With my pasta maker, I make fresh linguini but use different veggies for flavoring.  I like to use the powdered form of the veggies.  Also have used different herbs and spices for flavors, like ground lemon pepper, powdered garlic, etc.  Pesto pasta is delicious!


----------



## kadesma (Feb 13, 2010)

LadyCook61 said:


> With my pasta maker, I make fresh linguini but use different veggies for flavoring.  I like to use the powdered form of the veggies.  Also have used different herbs and spices for flavors, like ground lemon pepper, powdered garlic, etc.  Pesto pasta is delicious!
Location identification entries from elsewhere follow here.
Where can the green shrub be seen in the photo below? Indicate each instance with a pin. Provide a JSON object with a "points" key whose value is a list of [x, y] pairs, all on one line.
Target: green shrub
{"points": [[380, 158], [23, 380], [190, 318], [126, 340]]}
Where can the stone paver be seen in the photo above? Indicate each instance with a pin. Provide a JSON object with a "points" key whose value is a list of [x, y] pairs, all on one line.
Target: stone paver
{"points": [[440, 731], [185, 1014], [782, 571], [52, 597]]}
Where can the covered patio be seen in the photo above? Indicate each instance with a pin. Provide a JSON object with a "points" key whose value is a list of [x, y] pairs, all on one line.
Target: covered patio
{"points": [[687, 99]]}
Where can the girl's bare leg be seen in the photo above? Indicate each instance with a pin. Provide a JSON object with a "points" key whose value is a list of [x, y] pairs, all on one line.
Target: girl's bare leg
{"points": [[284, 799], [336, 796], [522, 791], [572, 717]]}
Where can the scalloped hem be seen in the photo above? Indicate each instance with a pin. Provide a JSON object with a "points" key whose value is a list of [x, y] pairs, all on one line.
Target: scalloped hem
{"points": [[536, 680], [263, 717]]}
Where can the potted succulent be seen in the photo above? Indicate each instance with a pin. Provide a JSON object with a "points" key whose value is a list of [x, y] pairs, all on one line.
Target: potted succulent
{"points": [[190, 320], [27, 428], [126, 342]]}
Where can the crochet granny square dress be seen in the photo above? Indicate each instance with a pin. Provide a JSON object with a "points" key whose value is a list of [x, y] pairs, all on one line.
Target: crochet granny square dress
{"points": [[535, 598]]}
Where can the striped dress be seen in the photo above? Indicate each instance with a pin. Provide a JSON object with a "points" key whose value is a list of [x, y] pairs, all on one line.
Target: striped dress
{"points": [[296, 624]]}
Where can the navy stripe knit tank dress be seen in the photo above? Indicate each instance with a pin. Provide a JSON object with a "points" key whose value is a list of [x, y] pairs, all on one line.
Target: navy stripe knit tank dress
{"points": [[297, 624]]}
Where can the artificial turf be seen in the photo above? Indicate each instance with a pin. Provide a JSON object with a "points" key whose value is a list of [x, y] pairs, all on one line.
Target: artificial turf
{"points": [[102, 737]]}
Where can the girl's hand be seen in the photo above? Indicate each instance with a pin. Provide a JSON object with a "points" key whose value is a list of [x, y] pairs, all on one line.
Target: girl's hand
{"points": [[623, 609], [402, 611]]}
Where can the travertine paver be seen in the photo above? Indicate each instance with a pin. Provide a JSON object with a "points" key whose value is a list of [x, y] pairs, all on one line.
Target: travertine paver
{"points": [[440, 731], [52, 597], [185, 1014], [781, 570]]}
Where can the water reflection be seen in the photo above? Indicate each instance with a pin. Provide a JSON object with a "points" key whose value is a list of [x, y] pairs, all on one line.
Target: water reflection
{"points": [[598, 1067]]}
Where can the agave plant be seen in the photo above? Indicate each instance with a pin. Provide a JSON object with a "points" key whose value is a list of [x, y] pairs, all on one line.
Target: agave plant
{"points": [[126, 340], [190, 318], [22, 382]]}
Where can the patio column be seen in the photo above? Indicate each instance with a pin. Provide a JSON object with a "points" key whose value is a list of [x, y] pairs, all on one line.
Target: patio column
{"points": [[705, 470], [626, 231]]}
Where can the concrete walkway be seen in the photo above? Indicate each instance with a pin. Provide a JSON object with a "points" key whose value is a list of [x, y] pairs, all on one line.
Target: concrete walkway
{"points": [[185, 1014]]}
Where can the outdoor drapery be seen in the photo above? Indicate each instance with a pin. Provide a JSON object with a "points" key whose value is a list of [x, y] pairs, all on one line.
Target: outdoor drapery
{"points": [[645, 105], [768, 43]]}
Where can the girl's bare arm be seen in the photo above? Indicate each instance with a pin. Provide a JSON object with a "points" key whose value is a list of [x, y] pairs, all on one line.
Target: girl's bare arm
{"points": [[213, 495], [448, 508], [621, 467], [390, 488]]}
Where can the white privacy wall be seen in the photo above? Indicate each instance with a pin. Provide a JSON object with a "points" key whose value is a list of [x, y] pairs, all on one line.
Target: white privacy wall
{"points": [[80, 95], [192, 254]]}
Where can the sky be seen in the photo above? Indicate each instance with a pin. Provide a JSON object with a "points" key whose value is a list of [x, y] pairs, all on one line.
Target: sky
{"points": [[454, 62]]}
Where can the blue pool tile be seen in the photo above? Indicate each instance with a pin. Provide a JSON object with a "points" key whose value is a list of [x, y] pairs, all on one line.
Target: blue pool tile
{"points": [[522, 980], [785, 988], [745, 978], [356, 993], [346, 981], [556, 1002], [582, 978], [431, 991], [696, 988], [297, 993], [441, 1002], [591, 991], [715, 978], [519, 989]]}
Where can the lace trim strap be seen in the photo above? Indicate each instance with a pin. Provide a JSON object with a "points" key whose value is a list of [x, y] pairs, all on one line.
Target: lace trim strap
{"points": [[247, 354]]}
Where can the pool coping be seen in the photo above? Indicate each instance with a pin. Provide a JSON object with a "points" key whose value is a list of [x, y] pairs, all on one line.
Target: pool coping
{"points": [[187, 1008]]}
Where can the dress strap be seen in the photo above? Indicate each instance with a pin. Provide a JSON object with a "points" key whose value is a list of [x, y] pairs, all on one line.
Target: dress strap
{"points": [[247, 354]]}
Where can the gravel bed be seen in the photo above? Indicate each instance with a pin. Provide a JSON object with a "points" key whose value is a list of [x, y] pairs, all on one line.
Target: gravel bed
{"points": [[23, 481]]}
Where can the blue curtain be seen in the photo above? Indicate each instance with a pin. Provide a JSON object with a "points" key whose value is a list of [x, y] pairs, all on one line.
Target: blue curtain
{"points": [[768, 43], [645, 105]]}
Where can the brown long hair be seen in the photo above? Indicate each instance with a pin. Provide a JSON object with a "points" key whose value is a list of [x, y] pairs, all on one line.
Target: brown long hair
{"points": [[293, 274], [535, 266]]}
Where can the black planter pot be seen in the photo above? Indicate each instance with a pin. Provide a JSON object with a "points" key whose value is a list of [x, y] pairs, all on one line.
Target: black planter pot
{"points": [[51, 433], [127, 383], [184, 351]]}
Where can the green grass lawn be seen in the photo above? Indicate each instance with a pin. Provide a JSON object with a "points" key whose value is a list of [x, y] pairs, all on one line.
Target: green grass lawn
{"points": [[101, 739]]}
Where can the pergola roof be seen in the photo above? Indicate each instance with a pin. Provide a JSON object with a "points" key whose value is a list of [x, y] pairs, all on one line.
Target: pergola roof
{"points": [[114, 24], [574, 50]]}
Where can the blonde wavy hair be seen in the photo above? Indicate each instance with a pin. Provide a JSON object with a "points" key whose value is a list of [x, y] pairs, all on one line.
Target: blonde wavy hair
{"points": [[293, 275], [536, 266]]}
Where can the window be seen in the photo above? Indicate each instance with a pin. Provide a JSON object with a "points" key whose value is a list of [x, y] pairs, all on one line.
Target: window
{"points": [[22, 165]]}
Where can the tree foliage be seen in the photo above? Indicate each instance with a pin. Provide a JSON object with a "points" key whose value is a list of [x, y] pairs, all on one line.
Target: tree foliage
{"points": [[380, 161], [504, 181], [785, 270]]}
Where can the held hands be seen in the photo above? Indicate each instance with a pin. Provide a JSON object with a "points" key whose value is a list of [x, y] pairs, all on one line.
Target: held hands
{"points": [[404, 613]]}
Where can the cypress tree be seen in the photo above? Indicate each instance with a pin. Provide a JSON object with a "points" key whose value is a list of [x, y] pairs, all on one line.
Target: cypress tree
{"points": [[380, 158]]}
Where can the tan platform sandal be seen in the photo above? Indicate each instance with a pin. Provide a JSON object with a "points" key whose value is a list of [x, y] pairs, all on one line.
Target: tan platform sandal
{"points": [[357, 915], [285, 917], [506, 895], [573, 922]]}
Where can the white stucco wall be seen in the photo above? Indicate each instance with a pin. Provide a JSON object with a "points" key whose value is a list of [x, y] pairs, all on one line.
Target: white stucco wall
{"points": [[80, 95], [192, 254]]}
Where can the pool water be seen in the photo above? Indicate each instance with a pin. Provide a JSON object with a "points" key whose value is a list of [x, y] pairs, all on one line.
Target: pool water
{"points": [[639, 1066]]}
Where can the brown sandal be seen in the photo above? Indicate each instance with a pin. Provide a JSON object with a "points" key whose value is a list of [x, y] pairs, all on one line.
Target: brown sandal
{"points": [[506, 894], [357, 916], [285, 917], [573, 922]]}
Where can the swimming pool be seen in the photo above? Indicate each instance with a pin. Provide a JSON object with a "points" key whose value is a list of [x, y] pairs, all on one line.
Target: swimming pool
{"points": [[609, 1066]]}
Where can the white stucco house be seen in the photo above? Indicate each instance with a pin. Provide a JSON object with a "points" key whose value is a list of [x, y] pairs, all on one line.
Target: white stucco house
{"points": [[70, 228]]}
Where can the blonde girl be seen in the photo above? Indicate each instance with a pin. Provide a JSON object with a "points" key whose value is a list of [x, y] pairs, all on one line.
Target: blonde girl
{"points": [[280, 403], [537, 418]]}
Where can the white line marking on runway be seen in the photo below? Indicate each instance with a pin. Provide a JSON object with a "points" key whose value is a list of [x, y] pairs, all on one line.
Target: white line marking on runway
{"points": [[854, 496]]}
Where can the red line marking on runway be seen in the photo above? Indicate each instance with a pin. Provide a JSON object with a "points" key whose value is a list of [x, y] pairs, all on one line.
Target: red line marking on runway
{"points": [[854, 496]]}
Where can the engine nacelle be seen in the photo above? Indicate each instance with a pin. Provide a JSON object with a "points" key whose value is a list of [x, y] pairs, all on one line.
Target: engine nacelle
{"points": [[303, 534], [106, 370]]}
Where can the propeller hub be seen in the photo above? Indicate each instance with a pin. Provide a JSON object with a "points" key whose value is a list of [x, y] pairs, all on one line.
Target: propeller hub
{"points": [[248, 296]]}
Thanks LC..I enjoy a pepper pasta now and again as long as there isn't to much heat. And I also love my lemon pasta...This time I've decided just a plaun simple pasta to put a mixed mushroom in butter and wine over..
kades


----------



## niquejim (Feb 13, 2010)

My most recent was 

1 1/2 cups sifted flour
   1/4 cup dark cocoa
    1 Tbs water
    1/4 tsp salt

Make into Ravioli stuffed with roasted butternut squash and bacon. Then I sauteed them in olive oil with mushrooms and onions and once removed added white wine to make a sauce


----------



## kadesma (Feb 13, 2010)

niquejim said:


> My most recent was
> 
> 1 1/2 cups sifted flour
> 1/4 cup dark cocoa
> ...


Sounds wonderful..Thanks for sharing.
kadesma


----------